Keep children active, curious, engaged, and autonomous. Passive students do not learn much. Make them more active. Engage their intelligence so that their minds sparkle with curiosity and constantly generate new hypotheses. But do not expect them to discover everything on their own: guide them through a structured curriculum.
Make every school day enjoyable. Reward circuits are essential modulators of brain plasticity. Activate them by rewarding every effort and making every hour of class fun. No child is insensitive to material rewards—but their social brains respond equally to smiles and encouragement. The feeling of being appreciated and the awareness of one’s own progress are rewards in and of themselves. Conversely, do away with the anxiety and stress that prevent learning—especially in mathematics.
Encourage efforts. A pleasurable school experience is not synonymous with “effortless.” On the contrary, the most interesting things to learn—reading, math, or playing an instrument—require years of practice. The belief that everything comes easy can lead children to think that they are dunces if they do not succeed. Explain to them that all students must try hard and that, when they do, everyone makes progress. Adopt a growth mindset, not a fixed mindset.
Help students deepen their thinking. The deeper our brain processes information, the better we can remember. Never be content with superficial learning; always aim for deeper understanding. And remember Henry Roediger’s words: “Making learning conditions more difficult, thus requiring students to engage more cognitive effort, often leads to enhanced retention.”
Set clear learning objectives. Students learn best when the purpose of learning is clearly stated to them and when they can see that everything at their disposal converges toward that purpose. Clearly explain what is expected of them, and stay focused on that goal.
Accept and correct mistakes. To update their mental models, our brain areas must exchange error messages. Error is therefore the very condition of learning. Let us not punish errors, but correct them quickly, by giving children detailed but stress-free feedback. According to the Education Endowment Foundation’s synthesis, the quality of the feedback that teachers provide to their students is the most effective lever for academic progress.

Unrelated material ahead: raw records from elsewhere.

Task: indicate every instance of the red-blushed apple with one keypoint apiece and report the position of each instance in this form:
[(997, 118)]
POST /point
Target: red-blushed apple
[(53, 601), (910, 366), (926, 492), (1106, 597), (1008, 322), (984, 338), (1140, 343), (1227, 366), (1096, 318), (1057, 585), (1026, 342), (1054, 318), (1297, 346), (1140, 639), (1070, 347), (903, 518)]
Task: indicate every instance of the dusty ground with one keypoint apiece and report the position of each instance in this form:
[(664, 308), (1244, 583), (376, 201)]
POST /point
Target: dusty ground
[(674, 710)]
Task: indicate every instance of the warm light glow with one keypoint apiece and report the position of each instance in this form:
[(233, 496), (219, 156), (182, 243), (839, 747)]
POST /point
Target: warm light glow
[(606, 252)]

Practice regularly. One-shot learning is not enough— children need to consolidate what they have learned to render it automatic, unconscious, and reflexive. Such routinization frees up our prefrontal and parietal circuits, allowing them to attend to other activities. The most effective strategy is to space out learning: a little bit every day. Spacing out practice or study sessions allows information to be permanently imprinted to memory.
Let students sleep. Sleep is an essential ingredient of our learning algorithm. Our brain benefits each time we sleep, even when we nap. So, let us make sure that our children sleep long and deep. To get the most out of our brain’s unconscious night work, studying a lesson or rereading a problem just before falling asleep can be a nifty trick. And because adolescents’ sleep cycle is shifted, let’s not wake them up too early!